No two weeks are ever the same in my world, and the summer break is no exception – in fact in some ways it’s even more pronounced! Now don’t get me wrong, I do enjoy variety in my work – it’s one of the reasons I work freelance, but it can occasionally make you feel a little dizzy!

Last week I had the pleasure of volunteering at North End Playscheme, which I wrote about in my last entry. Despite the odd rain shower and even a power-cut on the last day, adults and children all had a fab time! Lucy and the Race to Save the Olympics went down a treat with children and grown-ups (which is always nice!) and Uncle Trevor the aeronaut seemed to be a big hit! Hoot Hoot!

However, this week I’m turning my attention to books: two in fact. One isSomerstown Stories, which is the book of the project and the story of the area*. The other is a smaller, far more personal little book comprised of original stories from the children of Stamshaw Infants School’s Storytelling Club.
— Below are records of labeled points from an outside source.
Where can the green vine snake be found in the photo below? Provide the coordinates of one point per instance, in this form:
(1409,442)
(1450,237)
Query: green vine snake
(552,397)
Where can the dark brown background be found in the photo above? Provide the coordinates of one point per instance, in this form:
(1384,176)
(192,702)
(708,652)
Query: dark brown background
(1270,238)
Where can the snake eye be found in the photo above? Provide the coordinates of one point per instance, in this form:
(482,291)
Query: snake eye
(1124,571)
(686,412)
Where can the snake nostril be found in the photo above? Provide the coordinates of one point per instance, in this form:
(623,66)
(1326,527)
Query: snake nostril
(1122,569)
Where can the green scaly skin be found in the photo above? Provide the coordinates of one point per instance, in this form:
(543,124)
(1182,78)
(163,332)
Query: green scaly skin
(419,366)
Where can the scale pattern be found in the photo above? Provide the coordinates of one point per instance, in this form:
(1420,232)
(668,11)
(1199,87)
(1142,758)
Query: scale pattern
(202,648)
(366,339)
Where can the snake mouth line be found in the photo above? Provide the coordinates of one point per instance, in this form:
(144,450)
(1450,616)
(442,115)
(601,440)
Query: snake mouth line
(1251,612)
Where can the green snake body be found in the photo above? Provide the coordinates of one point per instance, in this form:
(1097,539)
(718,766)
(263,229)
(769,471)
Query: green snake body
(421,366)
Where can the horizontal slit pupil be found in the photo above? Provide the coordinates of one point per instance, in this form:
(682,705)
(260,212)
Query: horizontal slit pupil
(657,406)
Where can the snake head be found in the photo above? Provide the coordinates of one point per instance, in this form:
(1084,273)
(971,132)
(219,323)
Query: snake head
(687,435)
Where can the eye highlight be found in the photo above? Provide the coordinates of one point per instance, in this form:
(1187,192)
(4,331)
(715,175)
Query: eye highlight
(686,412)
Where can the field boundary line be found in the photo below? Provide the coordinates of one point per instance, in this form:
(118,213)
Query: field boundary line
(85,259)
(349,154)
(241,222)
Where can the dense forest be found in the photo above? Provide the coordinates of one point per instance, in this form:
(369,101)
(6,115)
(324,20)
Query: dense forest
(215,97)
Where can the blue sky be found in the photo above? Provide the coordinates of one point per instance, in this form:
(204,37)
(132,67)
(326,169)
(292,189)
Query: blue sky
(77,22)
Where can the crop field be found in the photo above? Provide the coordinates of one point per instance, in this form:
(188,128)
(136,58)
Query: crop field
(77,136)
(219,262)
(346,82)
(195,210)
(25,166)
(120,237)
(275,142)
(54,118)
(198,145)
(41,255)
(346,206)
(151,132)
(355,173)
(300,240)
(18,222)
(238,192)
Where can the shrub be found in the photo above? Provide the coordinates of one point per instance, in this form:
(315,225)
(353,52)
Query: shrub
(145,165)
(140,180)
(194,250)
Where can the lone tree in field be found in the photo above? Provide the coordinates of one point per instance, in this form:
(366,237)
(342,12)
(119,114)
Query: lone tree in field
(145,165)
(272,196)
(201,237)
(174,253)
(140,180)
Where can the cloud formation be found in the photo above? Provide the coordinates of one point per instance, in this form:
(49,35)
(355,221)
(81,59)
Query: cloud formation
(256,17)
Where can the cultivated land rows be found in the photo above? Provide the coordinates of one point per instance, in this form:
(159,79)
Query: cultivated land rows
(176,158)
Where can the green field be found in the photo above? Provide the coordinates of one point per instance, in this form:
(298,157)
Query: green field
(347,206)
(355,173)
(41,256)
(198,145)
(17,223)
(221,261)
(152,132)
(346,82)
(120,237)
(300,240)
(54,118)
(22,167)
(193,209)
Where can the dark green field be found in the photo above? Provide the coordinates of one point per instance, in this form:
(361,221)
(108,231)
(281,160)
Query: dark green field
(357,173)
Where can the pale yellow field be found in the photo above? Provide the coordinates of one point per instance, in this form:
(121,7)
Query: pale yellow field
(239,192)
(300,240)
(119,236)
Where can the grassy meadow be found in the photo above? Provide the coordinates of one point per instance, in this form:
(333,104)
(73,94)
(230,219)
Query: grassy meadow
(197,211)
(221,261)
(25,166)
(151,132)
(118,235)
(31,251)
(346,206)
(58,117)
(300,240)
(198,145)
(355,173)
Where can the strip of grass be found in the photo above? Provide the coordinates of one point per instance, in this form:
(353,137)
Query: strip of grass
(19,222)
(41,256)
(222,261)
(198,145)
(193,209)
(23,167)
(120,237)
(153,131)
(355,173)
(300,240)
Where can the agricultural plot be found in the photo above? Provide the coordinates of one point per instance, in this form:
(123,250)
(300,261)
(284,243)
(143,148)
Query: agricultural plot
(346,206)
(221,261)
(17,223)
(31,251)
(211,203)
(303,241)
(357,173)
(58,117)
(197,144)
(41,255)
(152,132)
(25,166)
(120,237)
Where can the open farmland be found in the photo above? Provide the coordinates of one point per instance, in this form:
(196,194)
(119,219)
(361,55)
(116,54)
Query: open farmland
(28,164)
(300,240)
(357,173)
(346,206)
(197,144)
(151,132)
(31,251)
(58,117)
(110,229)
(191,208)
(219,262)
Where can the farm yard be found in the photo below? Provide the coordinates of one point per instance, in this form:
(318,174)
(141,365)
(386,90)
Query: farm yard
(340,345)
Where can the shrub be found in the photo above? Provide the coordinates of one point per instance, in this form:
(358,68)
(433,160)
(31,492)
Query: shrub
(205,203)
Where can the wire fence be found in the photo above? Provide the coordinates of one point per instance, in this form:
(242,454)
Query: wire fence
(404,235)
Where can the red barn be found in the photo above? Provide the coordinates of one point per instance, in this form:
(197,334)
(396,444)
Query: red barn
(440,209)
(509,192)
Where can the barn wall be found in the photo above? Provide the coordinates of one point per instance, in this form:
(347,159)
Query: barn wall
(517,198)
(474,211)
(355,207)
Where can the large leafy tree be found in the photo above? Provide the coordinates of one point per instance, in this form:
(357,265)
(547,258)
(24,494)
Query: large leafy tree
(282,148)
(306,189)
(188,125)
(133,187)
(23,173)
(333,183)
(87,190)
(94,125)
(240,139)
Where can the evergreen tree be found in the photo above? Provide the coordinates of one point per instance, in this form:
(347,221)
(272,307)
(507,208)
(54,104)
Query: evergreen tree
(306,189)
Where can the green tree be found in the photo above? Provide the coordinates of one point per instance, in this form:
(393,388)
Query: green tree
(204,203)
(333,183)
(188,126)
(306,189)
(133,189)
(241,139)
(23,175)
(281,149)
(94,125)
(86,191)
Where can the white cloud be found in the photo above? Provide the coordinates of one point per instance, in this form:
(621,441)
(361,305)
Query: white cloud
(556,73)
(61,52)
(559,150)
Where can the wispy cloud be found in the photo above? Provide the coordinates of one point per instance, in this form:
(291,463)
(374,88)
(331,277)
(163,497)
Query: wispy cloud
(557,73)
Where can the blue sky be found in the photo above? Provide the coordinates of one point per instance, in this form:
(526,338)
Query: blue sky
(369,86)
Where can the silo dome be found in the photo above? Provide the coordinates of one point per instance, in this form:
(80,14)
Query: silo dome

For five weeks in the summer term I ran an after-school club, with around 12-14 children aged 6 and 7, to develop their storytelling skills and write their own story. We used freeze frames and storyboarding to break the story down into sections and help with sequencing. The children played with Story Cubes© (www.storycubes.com) and Story Pegs as well as listening to music to give them inspiration. Despite a very tight timescale all but one of the children managed to produce an original piece of work, and I was very pleased with the variety and degree of imagination they had. The stories are being compiled into an anthology and each child will get their own copy. I hope that it’ll inspire them to keep writing, and maybe they’ll be the next generation who could give JK Rowling or Philip Pulman a run for their money!

 

*The Somerstown Stories book, relates the story of the area as I’ve discovered it. It would be difficult for it to be a complete account as I haven’t been able to interview every single resident! However hopefully it will provide a good flavour of the area as it’s developed over time. The book is being paid for by the Heritage Lottery Fund and will be free to the public. It will have a limited print run, and people can apply for a copy through the website: www.somerstown-stories.org.uk A copy of the book will be allocated one per household, on a first-come-first-served basis. We hope it will be available in early October.